Partnerships where all members are subject to income tax
Where all members are subject to income tax, capital allowances are claimed in the partnership or LLP tax return as a deduction from profits. These are then feed through to the individual’s tax returns, by way of the distribution of the partnership profits or losses.
Partnerships where all the members are corporate members.
In this instance, the partnership is deemed to be a “notional company”. Partnership profits are calculated as if the partnership were a company, with corporation tax rules applying. HMRC confirms that the tax computation can include claiming capital allowances that are only available to companies that pay corporation tax. Including first-year allowances such as super-deduction and full expensing, as long as the “notional company” meets the criteria for each allowance.
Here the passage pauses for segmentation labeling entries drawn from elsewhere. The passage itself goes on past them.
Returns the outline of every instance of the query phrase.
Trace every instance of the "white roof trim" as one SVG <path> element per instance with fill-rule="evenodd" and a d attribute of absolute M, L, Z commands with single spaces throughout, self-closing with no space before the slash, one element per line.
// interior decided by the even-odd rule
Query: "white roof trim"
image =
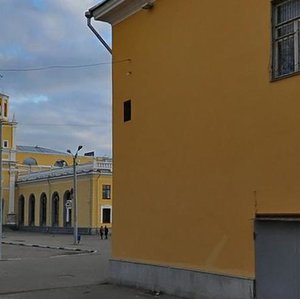
<path fill-rule="evenodd" d="M 116 25 L 154 2 L 155 0 L 106 0 L 89 9 L 89 12 L 97 21 Z"/>

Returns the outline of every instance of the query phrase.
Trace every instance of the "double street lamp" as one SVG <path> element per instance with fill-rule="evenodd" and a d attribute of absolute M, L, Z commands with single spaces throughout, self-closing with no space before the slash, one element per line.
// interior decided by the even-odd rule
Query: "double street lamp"
<path fill-rule="evenodd" d="M 73 157 L 73 200 L 72 200 L 72 210 L 73 210 L 73 237 L 74 244 L 78 244 L 78 209 L 77 209 L 77 173 L 76 173 L 76 165 L 77 165 L 77 157 L 78 152 L 82 149 L 82 145 L 79 145 L 75 154 L 73 154 L 69 149 L 67 153 L 71 154 Z"/>

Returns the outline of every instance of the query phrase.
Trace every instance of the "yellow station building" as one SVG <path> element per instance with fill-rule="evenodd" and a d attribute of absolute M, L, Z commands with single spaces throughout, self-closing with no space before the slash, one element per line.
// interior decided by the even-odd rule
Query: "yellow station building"
<path fill-rule="evenodd" d="M 299 298 L 300 1 L 104 0 L 86 16 L 112 25 L 113 280 Z"/>
<path fill-rule="evenodd" d="M 17 123 L 9 119 L 9 97 L 0 94 L 3 111 L 3 223 L 41 232 L 73 231 L 73 157 L 39 146 L 18 146 Z M 78 156 L 79 233 L 112 225 L 112 160 Z"/>

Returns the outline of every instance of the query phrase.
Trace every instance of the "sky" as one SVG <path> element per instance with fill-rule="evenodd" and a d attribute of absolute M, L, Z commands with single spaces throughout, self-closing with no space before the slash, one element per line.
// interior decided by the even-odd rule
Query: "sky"
<path fill-rule="evenodd" d="M 0 0 L 0 93 L 17 145 L 111 157 L 111 55 L 84 15 L 99 2 Z M 111 44 L 110 26 L 93 26 Z"/>

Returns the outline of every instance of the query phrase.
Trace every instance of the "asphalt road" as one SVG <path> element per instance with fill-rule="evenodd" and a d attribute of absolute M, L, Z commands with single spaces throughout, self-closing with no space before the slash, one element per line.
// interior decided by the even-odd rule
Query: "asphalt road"
<path fill-rule="evenodd" d="M 1 299 L 176 298 L 109 284 L 110 240 L 83 236 L 80 245 L 73 245 L 70 235 L 5 232 L 3 241 L 15 245 L 2 244 Z"/>

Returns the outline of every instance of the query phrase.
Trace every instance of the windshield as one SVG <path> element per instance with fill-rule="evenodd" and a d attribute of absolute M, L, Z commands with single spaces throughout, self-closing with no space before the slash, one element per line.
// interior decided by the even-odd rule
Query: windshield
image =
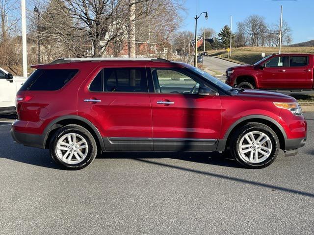
<path fill-rule="evenodd" d="M 210 82 L 214 84 L 225 91 L 229 91 L 232 89 L 232 87 L 231 87 L 229 85 L 222 82 L 220 80 L 218 80 L 215 77 L 213 77 L 211 75 L 209 75 L 207 72 L 203 71 L 202 70 L 200 70 L 200 69 L 195 67 L 188 67 L 187 68 L 187 69 L 191 70 L 193 72 L 197 73 L 198 75 L 200 75 L 204 78 L 206 78 Z"/>
<path fill-rule="evenodd" d="M 264 59 L 262 59 L 262 60 L 261 60 L 259 61 L 258 61 L 257 62 L 256 62 L 255 64 L 254 64 L 253 65 L 254 66 L 259 65 L 260 64 L 262 63 L 262 62 L 263 62 L 264 61 L 265 61 L 266 60 L 267 60 L 268 58 L 269 58 L 270 56 L 271 56 L 272 55 L 269 55 L 268 56 L 266 56 L 266 57 L 265 57 Z"/>

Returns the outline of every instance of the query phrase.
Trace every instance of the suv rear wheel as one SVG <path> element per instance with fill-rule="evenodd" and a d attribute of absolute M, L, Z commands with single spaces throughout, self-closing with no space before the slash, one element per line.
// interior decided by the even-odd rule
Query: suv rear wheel
<path fill-rule="evenodd" d="M 248 168 L 262 168 L 271 164 L 278 155 L 279 140 L 266 125 L 249 122 L 231 137 L 230 150 L 236 161 Z"/>
<path fill-rule="evenodd" d="M 54 161 L 69 169 L 78 170 L 89 164 L 97 154 L 92 134 L 78 125 L 67 125 L 55 133 L 50 142 Z"/>

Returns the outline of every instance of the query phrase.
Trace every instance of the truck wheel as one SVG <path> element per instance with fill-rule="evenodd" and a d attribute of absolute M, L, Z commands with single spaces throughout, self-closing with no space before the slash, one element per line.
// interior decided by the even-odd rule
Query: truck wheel
<path fill-rule="evenodd" d="M 97 155 L 92 135 L 78 125 L 60 128 L 52 138 L 50 154 L 54 161 L 68 169 L 78 170 L 88 165 Z"/>
<path fill-rule="evenodd" d="M 263 168 L 271 164 L 279 151 L 279 140 L 273 130 L 258 122 L 249 122 L 231 137 L 230 150 L 236 161 L 247 168 Z"/>
<path fill-rule="evenodd" d="M 236 85 L 238 88 L 243 88 L 244 89 L 254 89 L 254 86 L 248 82 L 242 82 Z"/>

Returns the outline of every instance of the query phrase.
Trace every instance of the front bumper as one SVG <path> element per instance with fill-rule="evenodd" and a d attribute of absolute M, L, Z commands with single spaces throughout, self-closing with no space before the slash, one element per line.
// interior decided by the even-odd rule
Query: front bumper
<path fill-rule="evenodd" d="M 11 128 L 11 135 L 14 141 L 19 143 L 30 147 L 45 148 L 45 137 L 42 135 L 19 132 L 14 130 L 14 126 L 12 126 Z"/>

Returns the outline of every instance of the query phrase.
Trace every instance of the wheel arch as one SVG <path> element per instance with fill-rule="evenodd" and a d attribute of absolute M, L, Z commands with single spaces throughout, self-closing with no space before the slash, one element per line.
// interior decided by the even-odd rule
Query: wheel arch
<path fill-rule="evenodd" d="M 62 116 L 52 121 L 45 128 L 43 135 L 45 136 L 44 146 L 49 148 L 49 143 L 53 134 L 60 127 L 66 125 L 74 124 L 79 125 L 89 131 L 95 138 L 95 141 L 102 151 L 105 151 L 105 145 L 100 132 L 96 126 L 90 121 L 84 118 L 76 115 Z"/>
<path fill-rule="evenodd" d="M 217 150 L 223 151 L 226 147 L 229 146 L 230 137 L 236 130 L 248 122 L 253 122 L 264 124 L 273 129 L 279 139 L 280 148 L 283 150 L 285 149 L 286 141 L 288 138 L 283 127 L 276 120 L 271 118 L 263 115 L 256 115 L 244 117 L 238 119 L 229 127 L 225 133 L 223 139 L 219 141 L 221 143 L 218 144 Z"/>

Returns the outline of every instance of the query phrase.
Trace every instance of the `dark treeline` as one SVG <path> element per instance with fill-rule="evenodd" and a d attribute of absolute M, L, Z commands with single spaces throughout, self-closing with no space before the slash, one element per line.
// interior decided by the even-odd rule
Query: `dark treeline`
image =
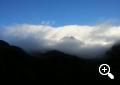
<path fill-rule="evenodd" d="M 31 56 L 21 48 L 0 40 L 0 78 L 62 85 L 80 83 L 80 80 L 110 80 L 98 71 L 100 64 L 107 63 L 115 79 L 120 79 L 120 44 L 114 45 L 103 56 L 104 60 L 88 60 L 56 50 Z"/>

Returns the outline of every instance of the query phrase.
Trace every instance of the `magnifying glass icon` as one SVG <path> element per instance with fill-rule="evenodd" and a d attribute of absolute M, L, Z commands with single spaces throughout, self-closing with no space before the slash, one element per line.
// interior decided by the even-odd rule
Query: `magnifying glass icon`
<path fill-rule="evenodd" d="M 108 75 L 110 79 L 114 79 L 114 75 L 110 73 L 110 66 L 108 64 L 101 64 L 99 66 L 99 73 L 101 75 Z"/>

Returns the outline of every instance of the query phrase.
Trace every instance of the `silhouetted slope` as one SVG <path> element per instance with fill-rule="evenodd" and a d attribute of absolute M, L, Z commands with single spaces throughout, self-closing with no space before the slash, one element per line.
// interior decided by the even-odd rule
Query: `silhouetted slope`
<path fill-rule="evenodd" d="M 108 63 L 118 78 L 120 72 L 120 45 L 113 46 L 104 61 L 87 60 L 56 50 L 30 56 L 21 48 L 0 41 L 0 77 L 3 80 L 51 81 L 56 84 L 74 84 L 81 80 L 109 79 L 98 72 L 99 65 Z M 12 76 L 12 77 L 11 77 Z"/>

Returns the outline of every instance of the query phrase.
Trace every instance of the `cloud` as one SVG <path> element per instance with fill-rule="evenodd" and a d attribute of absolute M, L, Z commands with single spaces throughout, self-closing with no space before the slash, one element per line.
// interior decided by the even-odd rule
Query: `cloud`
<path fill-rule="evenodd" d="M 2 28 L 0 39 L 28 52 L 59 50 L 83 58 L 95 58 L 120 40 L 120 26 L 20 24 Z"/>

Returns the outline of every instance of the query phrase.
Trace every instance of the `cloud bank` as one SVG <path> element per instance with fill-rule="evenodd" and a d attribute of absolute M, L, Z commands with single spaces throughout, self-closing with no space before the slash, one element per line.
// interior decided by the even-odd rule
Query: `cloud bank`
<path fill-rule="evenodd" d="M 120 40 L 120 26 L 20 24 L 0 30 L 0 39 L 28 52 L 58 50 L 83 58 L 96 58 Z"/>

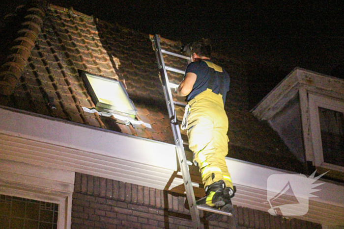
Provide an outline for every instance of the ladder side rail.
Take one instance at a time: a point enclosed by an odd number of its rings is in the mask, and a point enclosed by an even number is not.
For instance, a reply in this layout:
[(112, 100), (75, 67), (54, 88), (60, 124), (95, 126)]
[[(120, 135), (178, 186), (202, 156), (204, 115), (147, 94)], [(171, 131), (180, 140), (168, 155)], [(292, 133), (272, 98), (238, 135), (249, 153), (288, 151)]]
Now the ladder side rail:
[(198, 209), (197, 209), (194, 190), (192, 187), (191, 178), (189, 172), (187, 160), (186, 160), (184, 147), (183, 146), (183, 141), (181, 138), (179, 126), (177, 124), (174, 106), (172, 99), (172, 94), (170, 89), (168, 87), (169, 79), (165, 66), (162, 52), (161, 51), (161, 47), (160, 44), (160, 38), (158, 35), (155, 35), (154, 36), (153, 42), (155, 54), (157, 60), (158, 60), (158, 64), (160, 72), (160, 76), (163, 84), (163, 88), (164, 89), (164, 94), (166, 100), (166, 104), (169, 111), (169, 115), (171, 120), (171, 127), (176, 145), (176, 151), (177, 153), (179, 164), (180, 165), (187, 198), (190, 208), (190, 214), (191, 215), (191, 219), (193, 221), (194, 227), (195, 229), (201, 229), (202, 228), (202, 226), (201, 223), (200, 214)]

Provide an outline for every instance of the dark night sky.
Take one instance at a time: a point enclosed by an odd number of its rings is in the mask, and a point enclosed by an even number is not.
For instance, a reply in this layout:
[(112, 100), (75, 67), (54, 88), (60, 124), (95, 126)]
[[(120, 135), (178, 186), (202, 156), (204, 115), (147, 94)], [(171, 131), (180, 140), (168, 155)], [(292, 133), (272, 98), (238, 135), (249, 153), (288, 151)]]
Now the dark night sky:
[[(24, 1), (2, 1), (1, 18)], [(343, 0), (50, 2), (172, 40), (210, 38), (217, 51), (287, 71), (297, 66), (329, 74), (344, 61)]]

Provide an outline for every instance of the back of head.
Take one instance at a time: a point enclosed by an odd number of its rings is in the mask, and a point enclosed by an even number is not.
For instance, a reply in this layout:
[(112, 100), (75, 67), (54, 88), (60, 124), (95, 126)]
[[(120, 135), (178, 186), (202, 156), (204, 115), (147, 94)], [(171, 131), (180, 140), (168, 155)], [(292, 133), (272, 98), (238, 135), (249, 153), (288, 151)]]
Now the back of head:
[(209, 39), (203, 38), (193, 43), (191, 51), (191, 53), (195, 52), (200, 56), (210, 58), (212, 48)]

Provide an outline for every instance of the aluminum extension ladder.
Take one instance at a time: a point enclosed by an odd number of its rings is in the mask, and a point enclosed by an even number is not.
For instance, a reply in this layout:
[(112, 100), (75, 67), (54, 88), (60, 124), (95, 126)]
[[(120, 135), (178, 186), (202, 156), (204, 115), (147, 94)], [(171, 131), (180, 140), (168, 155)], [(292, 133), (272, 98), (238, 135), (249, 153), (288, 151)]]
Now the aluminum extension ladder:
[[(230, 212), (224, 213), (223, 211), (218, 210), (211, 207), (197, 206), (196, 204), (194, 190), (192, 187), (191, 178), (189, 172), (188, 161), (186, 160), (185, 152), (184, 150), (184, 147), (183, 146), (183, 140), (182, 140), (181, 135), (180, 135), (179, 125), (177, 123), (177, 118), (175, 115), (175, 111), (174, 110), (174, 104), (182, 105), (183, 103), (174, 102), (173, 101), (171, 88), (173, 87), (173, 86), (172, 86), (172, 84), (171, 84), (169, 81), (166, 71), (169, 70), (171, 72), (174, 72), (181, 74), (185, 74), (185, 72), (184, 71), (165, 66), (163, 53), (185, 59), (188, 60), (190, 60), (191, 58), (190, 57), (187, 56), (162, 50), (161, 49), (161, 47), (160, 46), (160, 38), (159, 36), (157, 34), (154, 35), (154, 37), (152, 39), (152, 42), (153, 42), (155, 55), (156, 56), (156, 58), (158, 61), (158, 65), (160, 73), (161, 82), (164, 90), (165, 100), (166, 101), (167, 108), (169, 111), (169, 116), (171, 122), (172, 131), (173, 132), (173, 135), (174, 138), (174, 143), (176, 146), (176, 150), (178, 155), (179, 164), (180, 165), (180, 169), (181, 170), (183, 180), (184, 181), (184, 185), (185, 186), (185, 191), (186, 192), (186, 197), (189, 204), (190, 212), (191, 215), (191, 219), (192, 220), (193, 224), (195, 229), (202, 229), (203, 228), (203, 225), (201, 222), (200, 214), (198, 209), (210, 211), (216, 213), (222, 214), (229, 216), (233, 216), (233, 214)], [(185, 104), (184, 105), (185, 106)]]

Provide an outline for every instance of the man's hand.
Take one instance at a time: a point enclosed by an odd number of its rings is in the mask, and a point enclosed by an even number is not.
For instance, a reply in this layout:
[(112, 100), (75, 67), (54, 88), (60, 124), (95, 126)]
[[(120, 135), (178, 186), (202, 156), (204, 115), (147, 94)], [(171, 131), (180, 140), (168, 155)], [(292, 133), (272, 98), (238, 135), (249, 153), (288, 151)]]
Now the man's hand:
[(186, 96), (191, 92), (192, 88), (197, 78), (197, 75), (195, 73), (188, 73), (184, 77), (177, 88), (176, 92), (179, 96)]

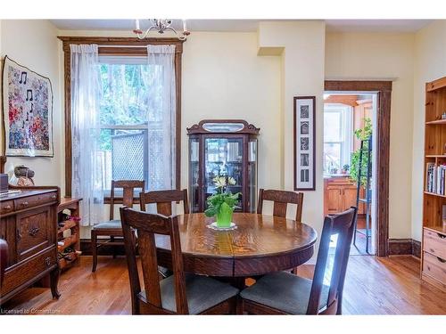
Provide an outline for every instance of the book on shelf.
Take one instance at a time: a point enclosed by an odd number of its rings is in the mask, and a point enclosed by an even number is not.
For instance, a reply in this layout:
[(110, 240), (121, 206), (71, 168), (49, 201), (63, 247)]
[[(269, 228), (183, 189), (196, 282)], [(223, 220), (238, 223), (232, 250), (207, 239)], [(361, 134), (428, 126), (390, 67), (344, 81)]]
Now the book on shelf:
[(435, 165), (427, 162), (425, 167), (425, 191), (446, 195), (446, 164)]

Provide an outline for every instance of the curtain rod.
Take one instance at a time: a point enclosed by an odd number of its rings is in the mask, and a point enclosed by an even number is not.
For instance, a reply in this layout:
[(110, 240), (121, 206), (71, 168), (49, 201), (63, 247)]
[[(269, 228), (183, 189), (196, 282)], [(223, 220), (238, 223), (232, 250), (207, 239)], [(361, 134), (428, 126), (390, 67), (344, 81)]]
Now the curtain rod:
[[(148, 44), (147, 45), (151, 45), (151, 44)], [(144, 49), (146, 49), (147, 48), (147, 45), (97, 45), (99, 48), (101, 47), (125, 47), (126, 49), (127, 48), (144, 48)], [(165, 45), (174, 45), (173, 44), (169, 44), (169, 43), (166, 43)]]

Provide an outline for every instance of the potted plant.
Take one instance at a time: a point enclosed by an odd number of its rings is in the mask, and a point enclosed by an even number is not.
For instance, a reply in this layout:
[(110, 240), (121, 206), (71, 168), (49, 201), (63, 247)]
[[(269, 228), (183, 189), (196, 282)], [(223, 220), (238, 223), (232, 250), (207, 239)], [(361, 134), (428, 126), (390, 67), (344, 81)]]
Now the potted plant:
[(204, 211), (204, 215), (209, 217), (216, 216), (218, 228), (229, 228), (232, 214), (238, 208), (236, 203), (240, 192), (233, 194), (227, 191), (227, 185), (235, 185), (235, 180), (234, 177), (216, 176), (212, 181), (217, 192), (206, 200), (208, 208)]
[[(355, 136), (359, 141), (367, 140), (370, 138), (372, 135), (372, 120), (369, 118), (364, 118), (364, 127), (358, 129), (355, 131)], [(364, 143), (364, 149), (367, 150), (368, 143)], [(361, 175), (359, 179), (359, 154), (360, 149), (356, 150), (353, 153), (351, 153), (351, 164), (350, 169), (350, 177), (356, 183), (359, 183), (363, 187), (367, 185), (367, 176)], [(367, 154), (362, 154), (362, 170), (367, 169), (367, 166), (368, 165), (368, 157)]]
[(348, 164), (345, 164), (343, 166), (343, 174), (347, 174), (349, 172), (350, 166)]

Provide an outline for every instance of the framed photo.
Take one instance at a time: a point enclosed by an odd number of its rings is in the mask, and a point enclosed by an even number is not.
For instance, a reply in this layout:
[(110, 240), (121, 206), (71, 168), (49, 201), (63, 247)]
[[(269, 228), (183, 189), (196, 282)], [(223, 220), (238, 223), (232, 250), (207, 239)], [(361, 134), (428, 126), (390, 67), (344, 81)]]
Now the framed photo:
[(2, 77), (5, 155), (54, 157), (50, 79), (8, 56), (4, 57)]
[(316, 190), (316, 97), (294, 97), (294, 190)]

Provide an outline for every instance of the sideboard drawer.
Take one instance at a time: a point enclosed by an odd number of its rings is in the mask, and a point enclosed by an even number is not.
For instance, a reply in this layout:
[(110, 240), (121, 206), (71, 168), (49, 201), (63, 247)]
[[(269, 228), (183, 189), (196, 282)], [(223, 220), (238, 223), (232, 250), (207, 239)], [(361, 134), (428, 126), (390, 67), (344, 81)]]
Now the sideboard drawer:
[(42, 193), (36, 196), (25, 197), (23, 199), (15, 200), (15, 209), (22, 210), (28, 208), (37, 207), (41, 204), (50, 203), (57, 200), (56, 192)]
[(425, 252), (423, 273), (446, 284), (446, 260)]
[(446, 235), (424, 229), (423, 250), (446, 260)]
[(4, 202), (0, 202), (0, 215), (6, 215), (14, 210), (14, 201), (5, 200)]
[(14, 201), (5, 200), (0, 202), (0, 215), (6, 215), (14, 210)]
[(17, 255), (19, 261), (39, 252), (54, 242), (53, 220), (47, 208), (17, 216)]
[(56, 250), (54, 247), (45, 250), (28, 260), (6, 269), (2, 284), (1, 296), (5, 295), (15, 288), (32, 280), (35, 276), (49, 268), (54, 268), (57, 264)]

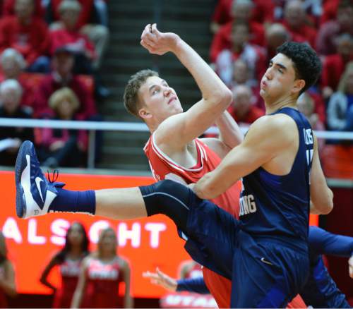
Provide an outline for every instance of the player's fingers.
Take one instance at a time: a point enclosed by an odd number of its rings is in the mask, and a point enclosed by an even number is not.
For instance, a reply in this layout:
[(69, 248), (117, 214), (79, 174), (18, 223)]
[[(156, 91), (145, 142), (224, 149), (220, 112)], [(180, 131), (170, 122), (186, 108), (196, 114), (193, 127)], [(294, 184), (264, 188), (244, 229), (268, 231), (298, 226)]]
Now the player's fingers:
[(153, 51), (154, 51), (153, 47), (152, 46), (150, 46), (150, 44), (147, 44), (145, 41), (143, 41), (141, 40), (141, 41), (140, 42), (140, 44), (143, 47), (145, 47), (147, 50), (148, 50), (148, 52), (150, 52), (150, 53), (153, 53)]

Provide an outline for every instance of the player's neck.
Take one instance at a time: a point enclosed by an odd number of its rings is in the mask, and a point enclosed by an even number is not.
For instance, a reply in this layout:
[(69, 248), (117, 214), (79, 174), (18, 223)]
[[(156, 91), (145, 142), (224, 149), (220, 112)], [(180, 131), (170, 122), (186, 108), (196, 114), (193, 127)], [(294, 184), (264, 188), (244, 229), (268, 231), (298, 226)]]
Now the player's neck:
[(274, 113), (283, 107), (292, 107), (297, 109), (297, 98), (292, 96), (281, 97), (275, 101), (265, 101), (266, 115)]

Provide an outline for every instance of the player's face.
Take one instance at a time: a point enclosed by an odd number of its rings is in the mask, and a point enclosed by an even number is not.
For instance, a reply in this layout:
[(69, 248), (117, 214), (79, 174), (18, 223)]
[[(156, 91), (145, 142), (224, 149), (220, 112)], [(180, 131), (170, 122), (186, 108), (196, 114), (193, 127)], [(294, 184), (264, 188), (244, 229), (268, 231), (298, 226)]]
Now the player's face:
[(273, 57), (260, 84), (260, 95), (267, 104), (277, 102), (298, 94), (304, 87), (303, 80), (297, 79), (292, 60), (282, 54)]
[(116, 236), (113, 231), (106, 231), (102, 237), (101, 248), (103, 251), (112, 252), (116, 246)]
[(154, 118), (160, 123), (167, 118), (183, 111), (174, 90), (164, 80), (157, 76), (149, 77), (138, 92), (139, 99), (143, 102), (139, 114), (143, 119)]

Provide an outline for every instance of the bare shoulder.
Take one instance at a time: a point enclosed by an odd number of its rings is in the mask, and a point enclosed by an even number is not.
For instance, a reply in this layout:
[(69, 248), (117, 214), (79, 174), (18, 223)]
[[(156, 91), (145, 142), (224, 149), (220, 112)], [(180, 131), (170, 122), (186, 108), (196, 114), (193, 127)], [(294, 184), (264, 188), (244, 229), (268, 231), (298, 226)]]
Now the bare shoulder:
[(291, 143), (298, 136), (297, 124), (284, 114), (265, 115), (260, 117), (249, 128), (245, 140), (253, 139), (273, 140), (281, 139), (282, 143)]
[(157, 145), (167, 145), (169, 147), (174, 146), (176, 140), (175, 135), (180, 132), (176, 131), (175, 126), (184, 117), (184, 113), (171, 116), (162, 121), (155, 131), (155, 140)]

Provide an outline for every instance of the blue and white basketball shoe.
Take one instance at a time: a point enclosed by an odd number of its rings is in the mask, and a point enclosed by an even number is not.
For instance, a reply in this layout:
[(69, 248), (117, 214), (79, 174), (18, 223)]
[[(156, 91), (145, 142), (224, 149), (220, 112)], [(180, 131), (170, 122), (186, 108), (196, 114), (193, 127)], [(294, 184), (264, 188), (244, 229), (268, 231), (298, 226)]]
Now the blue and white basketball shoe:
[(40, 169), (35, 146), (29, 140), (23, 143), (15, 166), (16, 185), (16, 213), (19, 218), (27, 219), (48, 212), (56, 197), (56, 188), (65, 184), (48, 181)]

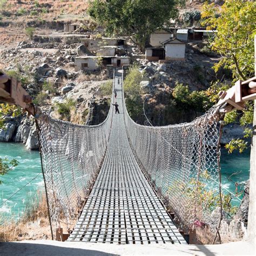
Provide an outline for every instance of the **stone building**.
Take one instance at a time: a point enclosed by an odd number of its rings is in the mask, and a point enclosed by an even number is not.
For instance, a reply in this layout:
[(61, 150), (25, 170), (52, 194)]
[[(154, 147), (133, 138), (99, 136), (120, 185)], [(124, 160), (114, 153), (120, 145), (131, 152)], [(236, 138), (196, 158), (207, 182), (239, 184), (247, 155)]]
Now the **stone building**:
[(183, 41), (187, 41), (188, 30), (178, 29), (176, 32), (176, 38)]
[(130, 57), (116, 56), (80, 56), (75, 58), (77, 71), (84, 70), (95, 71), (99, 69), (99, 64), (104, 67), (112, 65), (114, 68), (122, 68), (124, 65), (130, 64)]
[(184, 60), (186, 43), (175, 38), (163, 43), (165, 51), (166, 60)]
[(125, 48), (126, 40), (123, 38), (84, 38), (82, 44), (90, 51), (96, 51), (101, 46), (116, 46)]
[(72, 32), (76, 30), (77, 29), (80, 28), (80, 24), (64, 24), (64, 32)]
[(163, 42), (173, 38), (174, 35), (174, 31), (169, 32), (163, 29), (157, 30), (150, 35), (150, 45), (153, 47), (160, 46)]

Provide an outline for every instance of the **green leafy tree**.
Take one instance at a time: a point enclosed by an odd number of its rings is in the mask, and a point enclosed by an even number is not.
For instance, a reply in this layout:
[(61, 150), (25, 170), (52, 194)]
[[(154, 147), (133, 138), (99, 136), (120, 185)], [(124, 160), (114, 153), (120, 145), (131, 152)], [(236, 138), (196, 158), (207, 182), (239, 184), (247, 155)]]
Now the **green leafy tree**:
[[(243, 0), (226, 0), (221, 8), (214, 7), (213, 4), (203, 5), (202, 24), (210, 29), (216, 29), (215, 37), (211, 43), (213, 50), (222, 56), (221, 60), (214, 66), (215, 71), (224, 66), (231, 70), (234, 80), (247, 80), (254, 75), (254, 36), (256, 32), (256, 2)], [(213, 102), (218, 100), (219, 91), (226, 90), (233, 83), (213, 84), (207, 91)], [(253, 105), (252, 102), (246, 103), (244, 111), (234, 111), (227, 114), (226, 123), (239, 120), (245, 129), (245, 137), (252, 134), (247, 127), (252, 123)], [(229, 152), (234, 150), (242, 152), (247, 147), (242, 139), (232, 140), (226, 145)]]
[(133, 35), (144, 51), (147, 37), (158, 27), (177, 17), (184, 0), (95, 0), (89, 15), (103, 25), (109, 35)]
[(221, 9), (205, 3), (203, 10), (202, 24), (217, 30), (211, 46), (223, 58), (215, 70), (225, 66), (232, 70), (234, 78), (250, 77), (254, 70), (256, 2), (226, 0)]
[[(3, 176), (11, 171), (15, 167), (17, 166), (19, 162), (15, 159), (9, 160), (6, 158), (0, 157), (0, 175)], [(3, 181), (0, 179), (0, 184)]]

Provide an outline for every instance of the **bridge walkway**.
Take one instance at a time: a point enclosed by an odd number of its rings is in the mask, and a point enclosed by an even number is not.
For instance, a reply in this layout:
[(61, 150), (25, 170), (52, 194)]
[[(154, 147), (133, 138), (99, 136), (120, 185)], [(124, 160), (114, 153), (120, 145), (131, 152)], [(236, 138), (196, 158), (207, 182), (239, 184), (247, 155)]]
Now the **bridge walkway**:
[(121, 79), (114, 79), (120, 114), (113, 114), (101, 170), (69, 241), (186, 244), (133, 154), (125, 130)]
However, this does not include Annual Investment Allowance (AIA) (see below).
Mixed partnerships, where one or more partners are a corporate member
In this instance, where one or more partners are corporate members, HMRC has confirmed that the corporate member can claim first-year allowances such as super-deduction or full expensing. This can be claimed against its share of the partnership profits. But again it should be noted that AIA is not available to the corporate member as noted below.
In the case of mixed partnerships, it may be necessary for the partnership to submit two tax returns. One in respect of the members who are not corporate members. A second tax return for those members who are subject to corporation tax, regarded by HMRC as a “notional company”.
Annual Investment Allowance where the partnership has a corporate member
HMRC gives clear guidance about claiming AIA. Stating that AIA is only available to a partnership in which all its members are individuals (CAA2001/S38A).